As they enter the house, Madison explains that she went down the street to a nearby steak take out counter where she waited in line behind three other customers. While she waited she realized that if she bought the two steak plates, plus soft drinks, that she actually wouldn’t be able to carry it back to her house given she also needed her cane to help guide her way. The moment saddened her and she decided to walk away and seek the park that they were at the previous night to go and do some thinking. Only thing was that the park was very far away and after a while she eventually got lost. And while she could’ve called to get an Uber ride to take her home she began to feel depressed thinking what if she got home and found that Kyle had not stayed but in fact had left. Kyle lectures her that he was in fact worried sick about her and was distraught because he had no means of contacting her for he never got her cell number. Madison levels with Kyle that they had spent a wonderful night together, but at the end of the day, he still grieves for his wife and she will still be blind. Kyle responds that he just decided to move on with his life and to prove to her that her blindness was not a problem, he asks Madison to marry her. Madison, shocked and shaken, tells Kyle continuously that people just don’t meet and get married. But Kyle continues to repeat his proposal. Finally electing to take matters literally into his own hands, Kyle pulls Madison in for a long passionate kiss to which she responds too with passion until ultimately breaking away to tell Kyle if he keeps on kissing her like that she won’t be able to answer him. Kyle smiles and tells her he presumes that’s a yes. Madison returns a smile and nods. They kiss again.
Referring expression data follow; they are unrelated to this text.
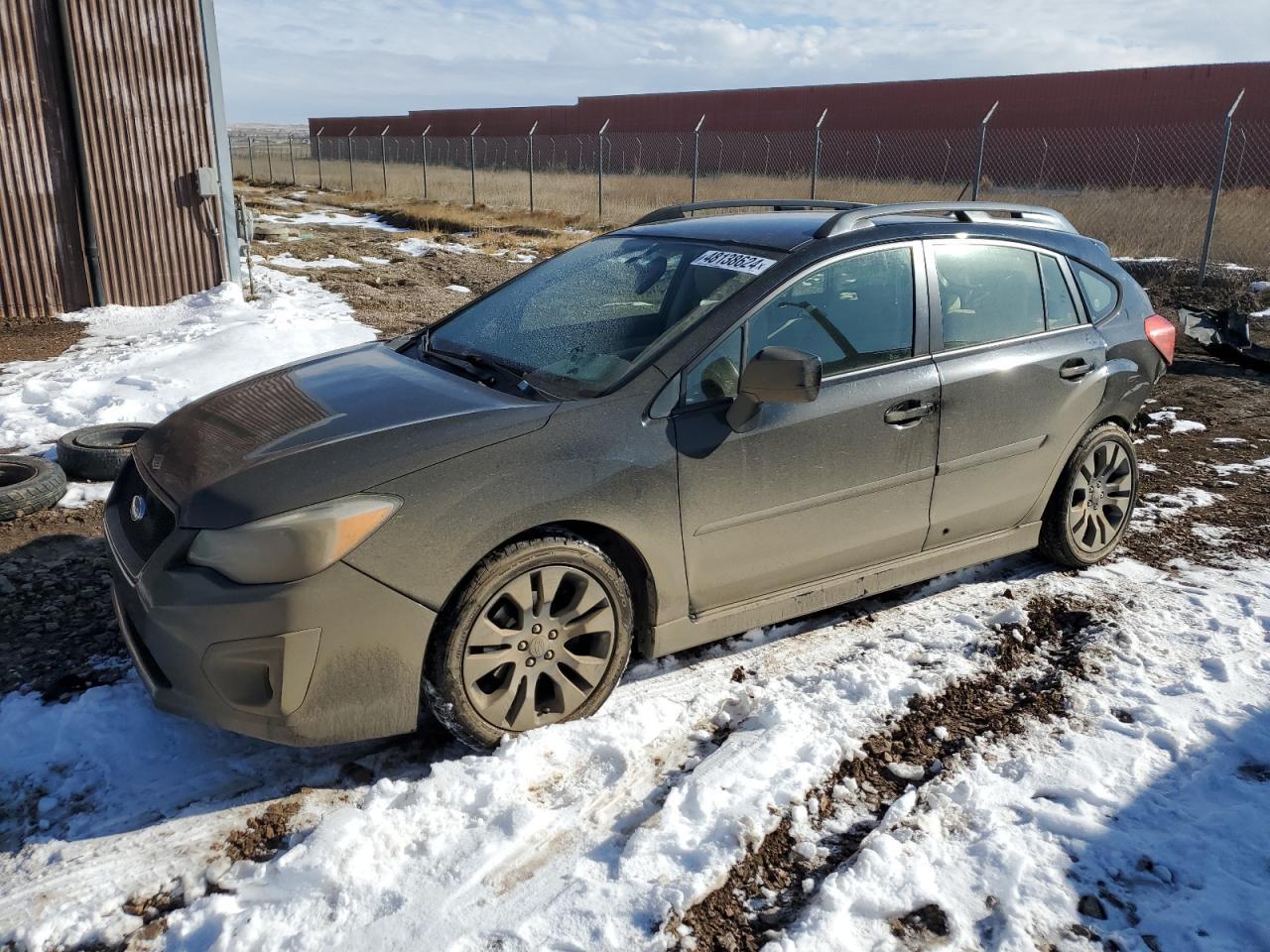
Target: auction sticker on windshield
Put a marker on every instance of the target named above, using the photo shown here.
(734, 262)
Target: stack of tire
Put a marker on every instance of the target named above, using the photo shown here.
(30, 484)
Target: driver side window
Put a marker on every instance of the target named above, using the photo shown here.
(852, 313)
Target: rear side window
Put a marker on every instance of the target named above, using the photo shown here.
(852, 313)
(1100, 295)
(1060, 307)
(988, 293)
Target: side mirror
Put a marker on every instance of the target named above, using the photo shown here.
(776, 375)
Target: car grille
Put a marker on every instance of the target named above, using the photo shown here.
(144, 535)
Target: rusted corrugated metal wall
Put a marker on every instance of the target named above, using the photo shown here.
(143, 84)
(145, 127)
(42, 268)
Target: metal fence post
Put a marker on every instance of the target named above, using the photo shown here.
(350, 159)
(318, 139)
(697, 154)
(384, 160)
(1216, 188)
(983, 140)
(532, 130)
(816, 151)
(425, 149)
(471, 158)
(599, 167)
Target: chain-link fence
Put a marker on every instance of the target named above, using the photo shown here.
(1148, 191)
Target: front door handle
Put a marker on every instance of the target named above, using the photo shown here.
(1075, 368)
(908, 412)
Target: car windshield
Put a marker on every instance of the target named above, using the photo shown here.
(574, 325)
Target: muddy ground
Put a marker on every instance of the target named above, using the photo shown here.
(58, 634)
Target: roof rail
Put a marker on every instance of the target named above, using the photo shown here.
(672, 212)
(968, 212)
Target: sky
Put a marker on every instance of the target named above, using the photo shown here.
(287, 60)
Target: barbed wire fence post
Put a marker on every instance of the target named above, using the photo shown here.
(471, 159)
(423, 149)
(816, 151)
(318, 143)
(599, 169)
(349, 137)
(1216, 186)
(983, 143)
(530, 137)
(697, 154)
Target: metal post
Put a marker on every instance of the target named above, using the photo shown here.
(697, 154)
(471, 159)
(1216, 188)
(978, 164)
(532, 130)
(318, 140)
(816, 151)
(1133, 166)
(601, 168)
(425, 145)
(384, 160)
(350, 159)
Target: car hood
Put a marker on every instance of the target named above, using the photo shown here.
(322, 428)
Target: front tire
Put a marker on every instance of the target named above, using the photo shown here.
(540, 634)
(1092, 503)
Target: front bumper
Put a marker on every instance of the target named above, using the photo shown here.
(327, 658)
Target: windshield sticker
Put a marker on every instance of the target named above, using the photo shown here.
(733, 262)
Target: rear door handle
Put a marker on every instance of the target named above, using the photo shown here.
(1075, 368)
(908, 412)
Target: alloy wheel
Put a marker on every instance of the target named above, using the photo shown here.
(1101, 497)
(539, 648)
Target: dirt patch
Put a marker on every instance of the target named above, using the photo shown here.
(264, 834)
(767, 889)
(58, 631)
(39, 341)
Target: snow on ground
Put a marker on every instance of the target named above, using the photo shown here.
(141, 363)
(334, 218)
(1146, 810)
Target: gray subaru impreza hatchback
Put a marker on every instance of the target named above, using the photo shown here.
(670, 434)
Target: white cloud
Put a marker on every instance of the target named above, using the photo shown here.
(291, 59)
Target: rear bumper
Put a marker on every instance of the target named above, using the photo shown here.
(327, 658)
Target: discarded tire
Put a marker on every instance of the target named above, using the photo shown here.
(98, 452)
(28, 484)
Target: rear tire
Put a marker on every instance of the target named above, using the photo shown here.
(541, 633)
(1093, 499)
(28, 484)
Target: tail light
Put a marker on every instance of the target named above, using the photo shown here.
(1162, 334)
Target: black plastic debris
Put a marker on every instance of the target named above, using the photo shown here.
(1224, 334)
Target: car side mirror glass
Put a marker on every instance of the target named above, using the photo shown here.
(775, 375)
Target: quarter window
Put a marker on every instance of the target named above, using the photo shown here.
(852, 313)
(988, 293)
(716, 373)
(1100, 294)
(1060, 308)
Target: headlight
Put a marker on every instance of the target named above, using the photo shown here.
(293, 544)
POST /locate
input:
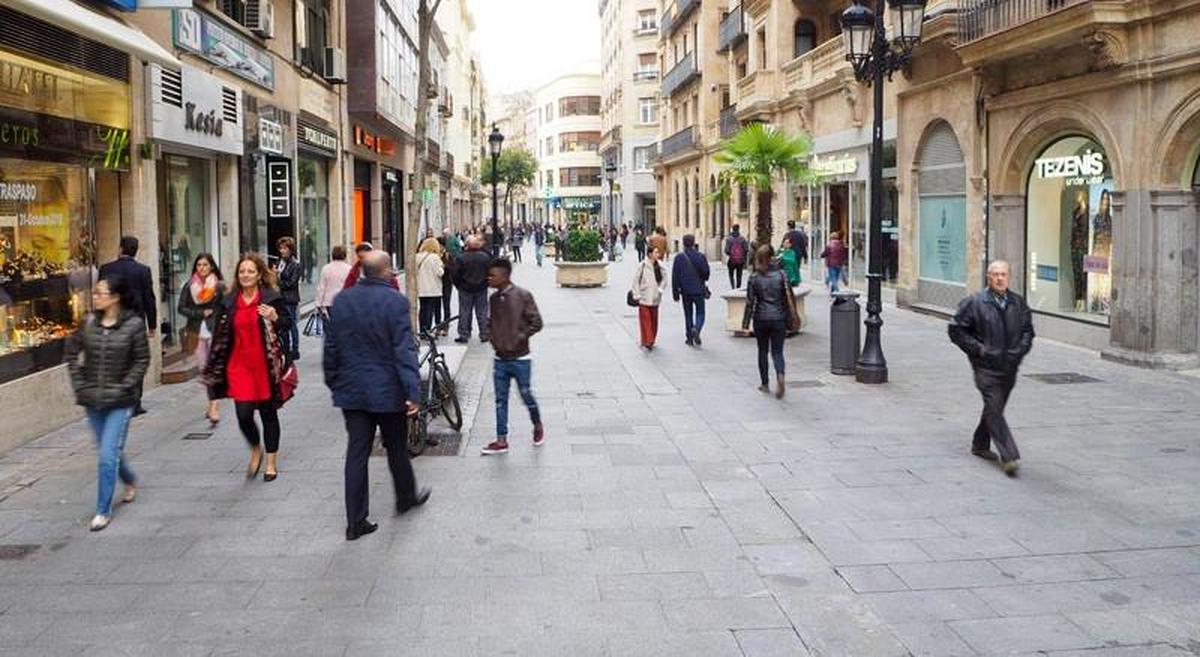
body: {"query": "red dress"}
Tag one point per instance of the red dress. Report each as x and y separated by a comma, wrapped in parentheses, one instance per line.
(246, 372)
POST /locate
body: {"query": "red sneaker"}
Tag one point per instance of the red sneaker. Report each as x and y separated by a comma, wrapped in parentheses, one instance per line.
(496, 447)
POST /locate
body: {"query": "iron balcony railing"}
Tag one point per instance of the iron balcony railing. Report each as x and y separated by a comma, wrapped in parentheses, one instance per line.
(733, 30)
(730, 122)
(678, 142)
(982, 18)
(683, 73)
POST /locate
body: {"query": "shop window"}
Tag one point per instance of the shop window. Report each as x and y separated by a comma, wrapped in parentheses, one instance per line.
(942, 205)
(804, 37)
(1069, 230)
(47, 263)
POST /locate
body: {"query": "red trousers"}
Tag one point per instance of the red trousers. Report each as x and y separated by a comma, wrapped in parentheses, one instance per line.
(648, 321)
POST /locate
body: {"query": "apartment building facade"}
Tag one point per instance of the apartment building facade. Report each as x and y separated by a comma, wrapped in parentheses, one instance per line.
(568, 139)
(629, 109)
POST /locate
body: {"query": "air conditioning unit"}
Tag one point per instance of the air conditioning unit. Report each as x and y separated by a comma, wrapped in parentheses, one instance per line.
(335, 65)
(261, 17)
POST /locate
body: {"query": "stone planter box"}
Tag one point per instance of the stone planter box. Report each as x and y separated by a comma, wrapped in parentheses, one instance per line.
(736, 308)
(581, 275)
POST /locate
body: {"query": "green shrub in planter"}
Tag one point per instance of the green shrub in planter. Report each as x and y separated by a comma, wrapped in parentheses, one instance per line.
(582, 246)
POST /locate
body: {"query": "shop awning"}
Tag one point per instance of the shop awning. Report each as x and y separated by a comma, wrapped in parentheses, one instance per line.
(109, 31)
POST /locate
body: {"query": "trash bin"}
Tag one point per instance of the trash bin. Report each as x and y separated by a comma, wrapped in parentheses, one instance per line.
(845, 332)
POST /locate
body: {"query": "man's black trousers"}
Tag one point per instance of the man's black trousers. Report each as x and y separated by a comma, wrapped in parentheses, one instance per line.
(361, 428)
(993, 427)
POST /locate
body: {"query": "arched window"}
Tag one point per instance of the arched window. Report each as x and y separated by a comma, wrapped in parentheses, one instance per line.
(804, 36)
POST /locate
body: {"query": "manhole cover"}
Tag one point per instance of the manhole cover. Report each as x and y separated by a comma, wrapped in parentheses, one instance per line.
(16, 553)
(1063, 378)
(809, 383)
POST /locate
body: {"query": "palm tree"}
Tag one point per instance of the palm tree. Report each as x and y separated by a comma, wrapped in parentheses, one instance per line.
(755, 157)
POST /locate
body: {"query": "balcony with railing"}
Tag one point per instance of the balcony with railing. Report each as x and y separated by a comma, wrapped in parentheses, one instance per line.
(732, 31)
(678, 143)
(681, 74)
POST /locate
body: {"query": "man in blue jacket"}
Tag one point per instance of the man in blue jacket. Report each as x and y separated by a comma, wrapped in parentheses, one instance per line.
(371, 368)
(689, 282)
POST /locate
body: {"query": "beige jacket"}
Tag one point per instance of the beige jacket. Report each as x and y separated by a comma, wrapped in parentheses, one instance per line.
(646, 290)
(429, 275)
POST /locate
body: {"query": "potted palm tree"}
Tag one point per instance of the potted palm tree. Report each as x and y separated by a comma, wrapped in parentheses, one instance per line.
(756, 157)
(581, 265)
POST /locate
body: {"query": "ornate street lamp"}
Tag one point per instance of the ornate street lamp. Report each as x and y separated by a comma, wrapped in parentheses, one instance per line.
(495, 140)
(875, 56)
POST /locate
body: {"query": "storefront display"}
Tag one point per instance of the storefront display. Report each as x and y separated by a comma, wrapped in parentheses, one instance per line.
(1069, 230)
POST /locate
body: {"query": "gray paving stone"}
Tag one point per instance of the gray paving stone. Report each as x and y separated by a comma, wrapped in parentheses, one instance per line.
(1020, 634)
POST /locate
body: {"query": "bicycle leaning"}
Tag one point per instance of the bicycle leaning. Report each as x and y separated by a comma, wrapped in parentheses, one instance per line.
(439, 396)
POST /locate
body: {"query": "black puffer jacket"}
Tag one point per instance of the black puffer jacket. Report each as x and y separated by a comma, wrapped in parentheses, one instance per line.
(765, 294)
(995, 341)
(107, 363)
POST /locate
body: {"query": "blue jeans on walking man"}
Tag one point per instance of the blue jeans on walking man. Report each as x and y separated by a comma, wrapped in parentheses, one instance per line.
(111, 427)
(503, 372)
(693, 314)
(469, 303)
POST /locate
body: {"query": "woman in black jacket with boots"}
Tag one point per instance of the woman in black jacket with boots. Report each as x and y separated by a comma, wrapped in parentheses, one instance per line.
(107, 359)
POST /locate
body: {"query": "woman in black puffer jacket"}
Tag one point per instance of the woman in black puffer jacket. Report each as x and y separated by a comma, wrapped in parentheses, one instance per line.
(107, 359)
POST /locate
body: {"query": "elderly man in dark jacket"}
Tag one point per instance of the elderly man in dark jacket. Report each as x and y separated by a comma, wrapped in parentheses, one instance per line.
(689, 282)
(471, 278)
(995, 330)
(371, 368)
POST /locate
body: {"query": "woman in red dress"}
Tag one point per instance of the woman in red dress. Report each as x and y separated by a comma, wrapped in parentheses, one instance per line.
(246, 362)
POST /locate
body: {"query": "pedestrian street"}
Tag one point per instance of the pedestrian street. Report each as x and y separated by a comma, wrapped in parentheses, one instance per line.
(673, 511)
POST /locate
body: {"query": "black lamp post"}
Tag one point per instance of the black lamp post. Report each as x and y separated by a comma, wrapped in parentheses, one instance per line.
(874, 55)
(495, 140)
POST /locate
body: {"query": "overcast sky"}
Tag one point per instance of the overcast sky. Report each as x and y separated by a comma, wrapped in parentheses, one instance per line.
(523, 43)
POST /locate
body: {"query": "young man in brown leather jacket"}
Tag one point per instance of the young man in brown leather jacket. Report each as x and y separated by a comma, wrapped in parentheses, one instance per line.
(514, 320)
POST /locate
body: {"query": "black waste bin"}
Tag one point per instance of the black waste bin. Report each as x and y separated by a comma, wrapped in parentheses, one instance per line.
(845, 332)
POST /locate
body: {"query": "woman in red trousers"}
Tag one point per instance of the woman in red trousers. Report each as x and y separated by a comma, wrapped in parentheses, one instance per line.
(649, 281)
(246, 363)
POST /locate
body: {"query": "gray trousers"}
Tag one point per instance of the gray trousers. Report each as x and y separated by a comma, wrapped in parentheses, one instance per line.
(468, 303)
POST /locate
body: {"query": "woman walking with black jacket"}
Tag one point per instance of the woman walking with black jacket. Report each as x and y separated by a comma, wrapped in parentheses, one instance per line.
(199, 301)
(767, 303)
(246, 363)
(107, 359)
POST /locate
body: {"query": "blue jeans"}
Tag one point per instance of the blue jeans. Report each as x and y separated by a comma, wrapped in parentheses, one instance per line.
(111, 427)
(693, 314)
(833, 276)
(503, 372)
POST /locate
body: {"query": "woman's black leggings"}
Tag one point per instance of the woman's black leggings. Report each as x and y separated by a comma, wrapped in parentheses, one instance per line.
(270, 416)
(771, 333)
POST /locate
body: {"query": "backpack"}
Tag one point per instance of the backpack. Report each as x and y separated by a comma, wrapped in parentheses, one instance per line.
(738, 252)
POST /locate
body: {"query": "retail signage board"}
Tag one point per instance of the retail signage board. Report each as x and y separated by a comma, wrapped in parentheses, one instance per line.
(208, 37)
(201, 112)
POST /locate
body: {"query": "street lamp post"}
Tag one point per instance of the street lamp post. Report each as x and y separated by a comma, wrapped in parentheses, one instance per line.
(495, 140)
(875, 56)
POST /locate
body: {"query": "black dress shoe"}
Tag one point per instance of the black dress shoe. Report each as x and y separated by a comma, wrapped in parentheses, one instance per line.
(421, 498)
(359, 530)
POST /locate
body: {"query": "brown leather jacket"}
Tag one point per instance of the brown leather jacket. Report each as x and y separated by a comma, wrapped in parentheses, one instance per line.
(514, 319)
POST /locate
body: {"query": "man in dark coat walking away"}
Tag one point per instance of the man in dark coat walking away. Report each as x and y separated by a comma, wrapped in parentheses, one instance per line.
(371, 368)
(471, 278)
(995, 330)
(689, 283)
(141, 282)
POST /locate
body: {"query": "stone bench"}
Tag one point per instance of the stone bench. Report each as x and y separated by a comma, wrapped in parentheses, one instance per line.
(736, 308)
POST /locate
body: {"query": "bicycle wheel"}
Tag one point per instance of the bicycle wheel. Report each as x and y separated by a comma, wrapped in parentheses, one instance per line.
(417, 432)
(448, 396)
Weeks later Ed and Gwen are having a get together at their house with family and friends. There, Madison and Kyle are a happy couple and she shows off her engagement ring. As everyone is having a good time we hear Ed’s narration again of how sometimes love does happen at first sight and that this time Kyle was not about to stop until he crossed the goal line. We get an ending shot of the football that was brought out to the party. As the ending credits ensue we see other images of the practice of dating.